Kimberly Haupt, PhD: No relevant disclosure to display
Introduction/Rationale: Granzyme B (GZB), a serine protease secreted by cytotoxic T lymphocytes and natural killer cells, plays a critical role in immune defense by inducing apoptosis in target cells. Monitoring GZB production, e.g., during T cell activation, provides a direct functional readout of cytotoxic potential, distinguishing it from surface markers CD69 and CD25 that indicate activation status. Current methods for measuring GZB protein levels (flow cytometry and ELISA) involve multi-step, lengthy protocols. We developed a bioluminescent GZB activity assay for simplified, rapid GZB analysis to facilitate the incorporation of this functional indicator into experimental workflows.

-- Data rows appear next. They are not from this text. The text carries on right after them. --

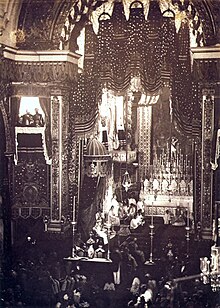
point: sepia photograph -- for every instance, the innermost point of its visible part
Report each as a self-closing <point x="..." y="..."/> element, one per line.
<point x="110" y="153"/>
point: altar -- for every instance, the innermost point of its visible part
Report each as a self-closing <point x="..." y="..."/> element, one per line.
<point x="162" y="203"/>
<point x="90" y="267"/>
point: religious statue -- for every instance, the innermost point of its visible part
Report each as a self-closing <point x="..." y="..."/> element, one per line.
<point x="26" y="119"/>
<point x="38" y="118"/>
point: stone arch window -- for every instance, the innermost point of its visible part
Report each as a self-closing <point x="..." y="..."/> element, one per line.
<point x="31" y="112"/>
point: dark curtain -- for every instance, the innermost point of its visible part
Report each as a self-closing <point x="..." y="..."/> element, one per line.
<point x="45" y="105"/>
<point x="15" y="105"/>
<point x="91" y="197"/>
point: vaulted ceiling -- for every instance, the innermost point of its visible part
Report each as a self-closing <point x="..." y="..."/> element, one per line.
<point x="44" y="24"/>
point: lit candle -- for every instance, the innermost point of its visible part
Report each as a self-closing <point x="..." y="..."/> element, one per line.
<point x="152" y="215"/>
<point x="74" y="208"/>
<point x="188" y="215"/>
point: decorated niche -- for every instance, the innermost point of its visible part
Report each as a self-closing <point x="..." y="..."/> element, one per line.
<point x="96" y="159"/>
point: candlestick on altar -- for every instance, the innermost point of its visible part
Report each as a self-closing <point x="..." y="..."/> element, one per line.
<point x="73" y="226"/>
<point x="152" y="214"/>
<point x="74" y="209"/>
<point x="187" y="233"/>
<point x="187" y="213"/>
<point x="150" y="261"/>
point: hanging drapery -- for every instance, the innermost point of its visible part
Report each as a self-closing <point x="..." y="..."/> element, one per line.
<point x="144" y="121"/>
<point x="150" y="50"/>
<point x="183" y="109"/>
<point x="46" y="106"/>
<point x="92" y="194"/>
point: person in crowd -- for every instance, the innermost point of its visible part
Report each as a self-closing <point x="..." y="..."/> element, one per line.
<point x="137" y="223"/>
<point x="26" y="119"/>
<point x="167" y="217"/>
<point x="38" y="118"/>
<point x="140" y="206"/>
<point x="136" y="252"/>
<point x="116" y="258"/>
<point x="112" y="218"/>
<point x="132" y="210"/>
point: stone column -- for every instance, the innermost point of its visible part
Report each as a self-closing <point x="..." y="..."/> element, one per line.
<point x="206" y="170"/>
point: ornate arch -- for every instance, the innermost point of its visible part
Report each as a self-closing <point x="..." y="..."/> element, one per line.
<point x="50" y="25"/>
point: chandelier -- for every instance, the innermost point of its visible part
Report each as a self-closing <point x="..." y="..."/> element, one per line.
<point x="126" y="182"/>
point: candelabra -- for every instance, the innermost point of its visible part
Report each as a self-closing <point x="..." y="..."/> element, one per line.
<point x="150" y="261"/>
<point x="73" y="223"/>
<point x="187" y="228"/>
<point x="108" y="225"/>
<point x="187" y="240"/>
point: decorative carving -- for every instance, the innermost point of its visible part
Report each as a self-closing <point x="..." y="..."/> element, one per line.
<point x="209" y="12"/>
<point x="4" y="106"/>
<point x="35" y="24"/>
<point x="207" y="129"/>
<point x="38" y="71"/>
<point x="31" y="178"/>
<point x="55" y="159"/>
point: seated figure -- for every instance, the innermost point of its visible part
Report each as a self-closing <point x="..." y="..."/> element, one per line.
<point x="38" y="118"/>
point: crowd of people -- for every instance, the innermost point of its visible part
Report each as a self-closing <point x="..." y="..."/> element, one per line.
<point x="28" y="119"/>
<point x="45" y="280"/>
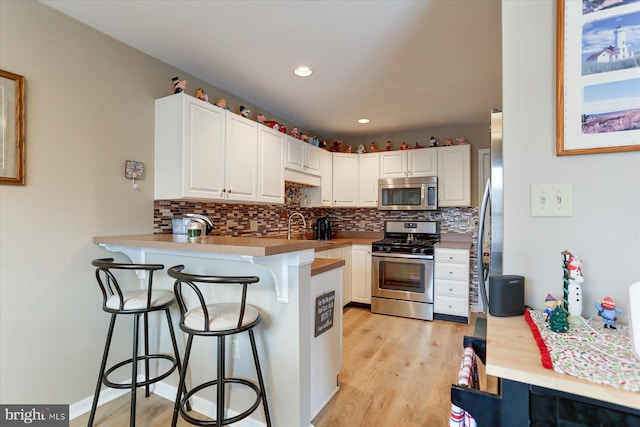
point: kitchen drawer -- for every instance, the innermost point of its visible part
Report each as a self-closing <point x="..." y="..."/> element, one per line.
<point x="451" y="305"/>
<point x="452" y="288"/>
<point x="452" y="271"/>
<point x="456" y="256"/>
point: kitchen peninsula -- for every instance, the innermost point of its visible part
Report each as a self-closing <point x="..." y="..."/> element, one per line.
<point x="300" y="369"/>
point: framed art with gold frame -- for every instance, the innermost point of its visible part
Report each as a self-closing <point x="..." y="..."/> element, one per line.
<point x="12" y="150"/>
<point x="597" y="77"/>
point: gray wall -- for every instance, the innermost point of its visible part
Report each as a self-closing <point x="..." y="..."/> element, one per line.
<point x="604" y="229"/>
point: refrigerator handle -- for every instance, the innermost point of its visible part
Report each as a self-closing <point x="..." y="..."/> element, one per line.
<point x="482" y="287"/>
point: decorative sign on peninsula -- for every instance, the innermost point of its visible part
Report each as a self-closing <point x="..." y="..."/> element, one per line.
<point x="325" y="304"/>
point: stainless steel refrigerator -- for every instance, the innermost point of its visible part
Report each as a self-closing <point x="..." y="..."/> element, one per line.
<point x="491" y="225"/>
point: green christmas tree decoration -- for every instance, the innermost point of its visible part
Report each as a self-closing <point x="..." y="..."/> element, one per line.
<point x="558" y="322"/>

Methods: The assay reaction consists of a peptide-luciferin prosubstrate and luciferase. Proteolytic cleavage by active GZB releases luciferin, which is oxidized by the luciferase enzyme. The resulting light signal is directly proportional to GZB activity.
Results: We used the assay to monitor GZB production during T cell activation. T cells were isolated from peripheral blood mononuclear cells and stimulated under various media conditions. Samples were collected during the activation phase on Days 1-3; culture medium and cell lysates were analyzed. GZB activity increased over time and varied by activation condition. On day 1, signals from cell lysates were ~2 to10-fold higher than medium background, increasing to ~30 to 550-fold by day 3. Signals from non-activated cell lysates were not above background. GZB detected in culture medium also increased, reaching ~11 to 106-fold above background on day 3. These results were confirmed by measuring intracellular GZB levels by flow cytometry and ELISA. GZB activity also aligned with CD69 and CD25 expression, as well as IFN-γ and TNF-α cytokine secretion.
Conclusion: This bioluminescent GZB activity assay provides a rapid and simple method for monitoring GZB, especially for studies requiring higher-throughput sample analysis.